« À travers la porte vitrée de la salle d’attente… »
Les nuages fragmentés en différents lieux
J’aime bien les nuages. Ils sont souvent jolis, parfois pratiques. Mais je reste fondamentalement attaché à l’inscription de mes documents sur un disque dur local, que ce soit par sécurité, par souhait de les manipuler quand/où/comment je veux. Parfait pour la synchronisation, pour les copies de sauvegarde, pour des accès distants occasionnels.
Mais voilà, pour moi, les plateformes mobiles ne sont pas des accès distants occasionnels. Ils font partie de mon quotidien, et la frontière entre les appareils est un irritant. On compose bien maintenant avec le courriel, l’agenda, les contacts. Qu’en sera-t-il pour nos livres numériques ?
D’abord, il y a multiplication des applications : Kobo, Kindle, Ibooks, Stanza, eReader, La Hutte, Wattpad, pour ne nommer que celles que j’ai essayées. Chacune d’entre elles stocke à l’interne les fichiers qu’elle permet de télécharger, et chacune ne peut afficher que ses propres fichiers… C’est sans compter les documents transférés manuellement, stockés dans des applis de transfert comme l’excellent GoodReader (mais interlogiciellement trop limité, malheureusement). Ensuite : comment savoir où se trouve ma copie numérique de Madame Bovary ? Par déduction, je peux éliminer quelques applis (toutes ne donnent pas accès à des œuvres en français), ce qui limite le nombre d’applications à ouvrir pour vérifier — sympathique démarche, s’il en est une. Et totalement ridicule.

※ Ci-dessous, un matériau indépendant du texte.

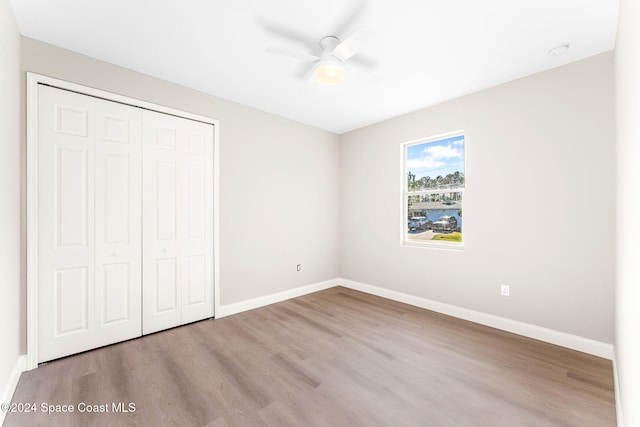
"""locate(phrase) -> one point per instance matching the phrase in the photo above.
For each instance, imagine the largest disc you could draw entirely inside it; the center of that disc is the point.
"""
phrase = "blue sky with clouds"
(440, 157)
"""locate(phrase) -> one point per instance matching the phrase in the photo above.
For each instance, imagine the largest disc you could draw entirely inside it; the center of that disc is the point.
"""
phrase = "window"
(433, 191)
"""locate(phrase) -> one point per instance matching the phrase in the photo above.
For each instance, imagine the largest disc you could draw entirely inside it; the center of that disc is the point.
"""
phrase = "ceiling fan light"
(329, 73)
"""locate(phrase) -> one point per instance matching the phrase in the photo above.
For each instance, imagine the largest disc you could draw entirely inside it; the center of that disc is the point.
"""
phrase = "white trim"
(563, 339)
(32, 192)
(618, 396)
(10, 388)
(238, 307)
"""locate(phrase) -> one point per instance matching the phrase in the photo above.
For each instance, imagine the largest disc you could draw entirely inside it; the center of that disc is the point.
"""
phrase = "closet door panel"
(162, 198)
(118, 221)
(197, 299)
(65, 223)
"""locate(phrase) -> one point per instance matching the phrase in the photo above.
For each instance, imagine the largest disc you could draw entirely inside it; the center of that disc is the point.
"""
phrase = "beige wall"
(278, 178)
(11, 308)
(628, 164)
(539, 209)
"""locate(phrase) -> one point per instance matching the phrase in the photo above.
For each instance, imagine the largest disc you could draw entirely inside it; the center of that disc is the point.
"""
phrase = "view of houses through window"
(433, 190)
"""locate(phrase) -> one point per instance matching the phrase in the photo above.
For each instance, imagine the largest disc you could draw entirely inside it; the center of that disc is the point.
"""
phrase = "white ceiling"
(425, 51)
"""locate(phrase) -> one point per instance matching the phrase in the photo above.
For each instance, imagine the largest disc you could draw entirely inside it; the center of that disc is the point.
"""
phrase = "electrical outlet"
(504, 290)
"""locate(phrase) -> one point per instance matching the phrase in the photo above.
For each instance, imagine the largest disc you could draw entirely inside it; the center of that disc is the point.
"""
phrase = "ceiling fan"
(328, 67)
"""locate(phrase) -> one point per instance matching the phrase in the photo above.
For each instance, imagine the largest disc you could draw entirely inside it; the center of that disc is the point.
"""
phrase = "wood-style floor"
(332, 358)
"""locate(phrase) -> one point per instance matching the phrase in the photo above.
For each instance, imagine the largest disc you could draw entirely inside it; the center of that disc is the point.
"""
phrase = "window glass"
(434, 189)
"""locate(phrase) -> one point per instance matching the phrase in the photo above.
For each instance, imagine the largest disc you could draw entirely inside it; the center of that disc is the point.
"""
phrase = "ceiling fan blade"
(353, 44)
(290, 34)
(301, 56)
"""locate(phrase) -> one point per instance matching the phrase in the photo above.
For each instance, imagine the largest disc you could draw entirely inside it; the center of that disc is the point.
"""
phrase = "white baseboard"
(563, 339)
(10, 388)
(229, 309)
(616, 388)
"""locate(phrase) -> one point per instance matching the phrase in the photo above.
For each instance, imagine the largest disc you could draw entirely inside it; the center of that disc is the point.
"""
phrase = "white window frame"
(405, 193)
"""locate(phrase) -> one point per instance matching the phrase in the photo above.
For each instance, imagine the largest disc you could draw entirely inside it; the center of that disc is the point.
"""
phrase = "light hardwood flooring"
(332, 358)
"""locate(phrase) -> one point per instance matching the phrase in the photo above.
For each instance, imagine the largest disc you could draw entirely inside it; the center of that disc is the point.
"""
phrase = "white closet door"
(118, 221)
(197, 292)
(85, 298)
(178, 212)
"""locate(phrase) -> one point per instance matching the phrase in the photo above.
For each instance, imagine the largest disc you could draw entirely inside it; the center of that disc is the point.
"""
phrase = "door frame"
(33, 80)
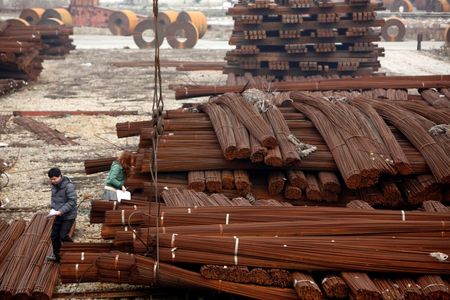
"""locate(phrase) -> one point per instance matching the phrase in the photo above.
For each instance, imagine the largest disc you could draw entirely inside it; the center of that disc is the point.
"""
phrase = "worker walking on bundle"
(117, 175)
(64, 208)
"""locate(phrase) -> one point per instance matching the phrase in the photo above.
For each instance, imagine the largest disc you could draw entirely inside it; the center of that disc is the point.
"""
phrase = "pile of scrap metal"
(246, 186)
(305, 37)
(23, 48)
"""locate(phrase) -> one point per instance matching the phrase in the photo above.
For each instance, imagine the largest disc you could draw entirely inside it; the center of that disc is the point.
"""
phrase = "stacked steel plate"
(304, 38)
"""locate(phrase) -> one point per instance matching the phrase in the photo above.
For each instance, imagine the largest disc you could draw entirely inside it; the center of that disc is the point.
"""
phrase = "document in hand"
(51, 213)
(121, 195)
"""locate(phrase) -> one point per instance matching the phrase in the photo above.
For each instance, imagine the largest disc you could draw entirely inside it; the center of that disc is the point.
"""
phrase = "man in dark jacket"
(64, 207)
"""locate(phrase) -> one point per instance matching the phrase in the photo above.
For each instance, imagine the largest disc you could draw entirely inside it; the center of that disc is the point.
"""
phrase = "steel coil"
(17, 22)
(32, 15)
(406, 4)
(58, 13)
(51, 22)
(393, 30)
(197, 18)
(141, 37)
(165, 18)
(182, 35)
(122, 22)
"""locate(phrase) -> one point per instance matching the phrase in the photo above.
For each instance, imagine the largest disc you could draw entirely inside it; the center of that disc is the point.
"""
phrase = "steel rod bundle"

Jusqu’à maintenant, la gestion de mes documents numériques était relativement simple. En local, utilisation de Zotero pour référencer une bibliothèque sur mon poste de travail : articles scientifiques obtenus par des banques de données, oeuvres de publie.net que je veux pouvoir consulter hors ligne, documents téléchargés, textes de mes communications, tables des matières numérisés d’ouvrages papier… En ligne, c’est Diigo qui me sert à retenir des pages, des articles en ligne et plusieurs highlights. Mais la frontière tend à s’estomper (je télécharge le Remix de Lessig et le référence dans Zotero ou je le pointe en ligne avec Diigo ?). Et c’est sans compter l’intrusion du iPad, qui fragilise le statut jusque là stable de la bibliothèque locale… Quelle solution pour gérer cette écologie documentaire complexe ?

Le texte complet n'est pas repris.